It being, however, certain that there are many considerable islands which lie between the extremities of Asia and America, viz. Japon, Yeso or Jedso, Gama’s Land, Behring’s Isle, with many others discovered by Tschirikow, and besides these, from fifty degrees north there appearing to be a cluster of islands that reach as far as Siberia, it is probable from their proximity to America, that it received its first inhabitants from them.
This conclusion is the most rational I am able to draw, supposing that since the Aborigines got footing on this continent, no extraordinary or sudden change in the position or surface of it has taken place, from inundations, earthquakes, or any revolutions of the earth that we are at present unacquainted with.

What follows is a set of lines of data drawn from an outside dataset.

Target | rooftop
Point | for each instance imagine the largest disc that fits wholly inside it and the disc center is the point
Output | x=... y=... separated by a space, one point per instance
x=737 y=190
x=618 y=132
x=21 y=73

To me it appears highly improbable that it should have been peopled from different quarters, across the Ocean, as others have asserted. From the size of the ships made use of in those early ages, and the want of the compass, it cannot be supposed that any maritime nation would by choice venture over the unfathomable Ocean in search of distant continents. Had this however been attempted, or had America been first accidentally peopled from ships freighted with passengers of both sexes which were driven by strong easterly winds across the Atlantic, these settlers must have retained some traces of the language of the country from whence they migrated; and this since the discovery of it by the Europeans must have been made out. It also appears extraordinary that several of these accidental migrations, as allowed by some, and these from different parts, should have taken place.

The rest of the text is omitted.